When friends go out to dinner, the convivial atmosphere can be shattered once the waiter brings the bill. A pleasant evening can descend into a dispute about who had a starter and who ordered the lobster …

But at the end, someone has to pay the bill : “there is no free lunch” (or dinner !).

For the very first time, on June 7, 2017, the Single Resolution Board (so called the “SRB”) used its new powers conferred by the Bank Recovery and Resolution Directive, placing Banco Popular, the sixth largest banking group in Spain, into resolution.

Even if financiers like complicating everything, the story is not that hard to understand.

In a properly functioning market economy, when a company turns insolvent, it should exit the market in an orderly matter.

It’s easy to understand that there are some companies whose bankruptcies could cause a severely adverse impact to the economy as a whole, and not just to the industry. Big financial institutions definitely enter into this category.

During the financial crisis, a lack of appropriate tools for the resolution of banks resulted in the necessity to resort to public funds, as they were considered as “too big to fail”. Experts use the word “bail-out” to define this situation in which a business, an individual or a government offers money to a failing business to prevent the consequences that arise from the business’s downfall. Bail-outs can take the form of loans, bonds, stocks or cash. They may eventually require reimbursement.

At the beginning of the Great recession, governments used trillions of dollars of taxpayer’s money to rescue the big banks, while ordinary people were loosing their jobs and homes. It became a justified source of resentment.

The general idea became then to require the investors and depositors in the bank to take a loss before taxpayers (what we call “bail-in”).

Bail-ins attracted attention in 2013 after government officials resorted to it in Cyprus. In the aftermath of the crisis, both the European Union and the U.S. have then restricted the use of government bail-outs. In Europe, it was done through a regulation called the Bank Recovery and Resolution Directive (“BBRD” for those who like the acronyms)

Banco Popular was the sixth biggest bank in Spain, with market shares especially on the Small and Medium Enterprises market that gave the bank a high systemic importance within its domestic markets.

On June 6, 2017, European Central Bank, considering that the entity was “failing or likely to fail”, and that there was no reasonable prospect that any alternative private sector measures or supervisory action would prevent this failure within a reasonable timeframe, asked the SRB to place the entity under resolution.
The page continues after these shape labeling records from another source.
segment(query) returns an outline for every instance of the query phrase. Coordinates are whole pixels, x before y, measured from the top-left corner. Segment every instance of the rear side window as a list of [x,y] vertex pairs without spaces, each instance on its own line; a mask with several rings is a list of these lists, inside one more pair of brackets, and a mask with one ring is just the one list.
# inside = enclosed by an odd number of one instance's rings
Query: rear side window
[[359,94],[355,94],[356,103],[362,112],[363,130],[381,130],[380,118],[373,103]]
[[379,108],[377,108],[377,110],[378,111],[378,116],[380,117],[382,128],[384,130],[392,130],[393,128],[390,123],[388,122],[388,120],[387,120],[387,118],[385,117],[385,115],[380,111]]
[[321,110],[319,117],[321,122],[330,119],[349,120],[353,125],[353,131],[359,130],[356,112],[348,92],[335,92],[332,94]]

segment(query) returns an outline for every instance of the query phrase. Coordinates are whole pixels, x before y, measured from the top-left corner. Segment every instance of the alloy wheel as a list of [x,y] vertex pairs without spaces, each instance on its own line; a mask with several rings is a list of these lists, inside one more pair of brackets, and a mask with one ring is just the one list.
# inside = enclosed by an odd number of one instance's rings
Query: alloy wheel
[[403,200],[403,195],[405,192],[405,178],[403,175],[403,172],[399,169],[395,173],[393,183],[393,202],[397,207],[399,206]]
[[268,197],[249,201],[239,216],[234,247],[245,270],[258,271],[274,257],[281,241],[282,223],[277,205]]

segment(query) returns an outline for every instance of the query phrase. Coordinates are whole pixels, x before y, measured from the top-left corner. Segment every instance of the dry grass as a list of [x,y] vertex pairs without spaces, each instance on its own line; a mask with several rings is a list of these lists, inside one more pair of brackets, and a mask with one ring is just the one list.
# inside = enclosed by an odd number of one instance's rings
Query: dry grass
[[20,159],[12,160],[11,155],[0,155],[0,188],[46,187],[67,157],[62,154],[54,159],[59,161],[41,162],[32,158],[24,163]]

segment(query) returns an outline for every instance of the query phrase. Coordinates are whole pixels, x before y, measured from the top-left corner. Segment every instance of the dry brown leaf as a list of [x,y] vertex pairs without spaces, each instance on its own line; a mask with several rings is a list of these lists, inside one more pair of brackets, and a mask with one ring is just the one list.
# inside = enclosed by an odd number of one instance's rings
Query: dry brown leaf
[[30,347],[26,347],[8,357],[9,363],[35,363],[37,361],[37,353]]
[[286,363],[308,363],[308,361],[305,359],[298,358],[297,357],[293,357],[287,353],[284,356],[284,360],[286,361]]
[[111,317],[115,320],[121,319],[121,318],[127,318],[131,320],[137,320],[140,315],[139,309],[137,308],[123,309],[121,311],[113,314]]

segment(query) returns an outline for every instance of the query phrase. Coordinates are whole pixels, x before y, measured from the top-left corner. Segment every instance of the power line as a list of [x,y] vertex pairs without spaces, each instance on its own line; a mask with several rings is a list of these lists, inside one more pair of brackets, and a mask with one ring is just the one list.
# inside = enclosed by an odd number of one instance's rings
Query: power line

The SRB adopted a resolution scheme – ultimately validated by the European Commission – consisting in :

  • the write down of all existing shares capital (valued at roughly 2.1 GEUR at the time of the decision) to zero euros ;
  • the conversion of all the additional so called “Tier 1” instruments (1.35 GEUR of outstanding) into shares, involving a capital increase of the same amount, those shares being subsequently written down to zero euros ;
  • the conversion of “Tier” 2 instruments (0.7 GEUR of outstanding) into new shares ;
  • the sale of those new shares to Banco Santander, for the symbolic price of one EUR.

Senior unsecured bonds and deposits remained untouched, becoming obligations of Banco Santander.

In the middle of August, a group of bondholders applied to the European Court of Justice. They don’t criticize the order the creditors were called to pay the bill, but want to see the all process annulled, claiming the EU officials undermined investor confidence in the Spanish bank – eventually accelerating deposit outflows – before agreeing the resolution scheme. Incidentally, it creates some kind of legal uncertainty about the status of the original Banco Popular securities, a good news only for lawyers.

The saga is not over.


Iconography : Francisco de Goya, Still Life with Golden Bream, 1808-1812, oil on canvas, 62.5 × 44.8 cm © Museum of Fine Arts, Houston, Texas.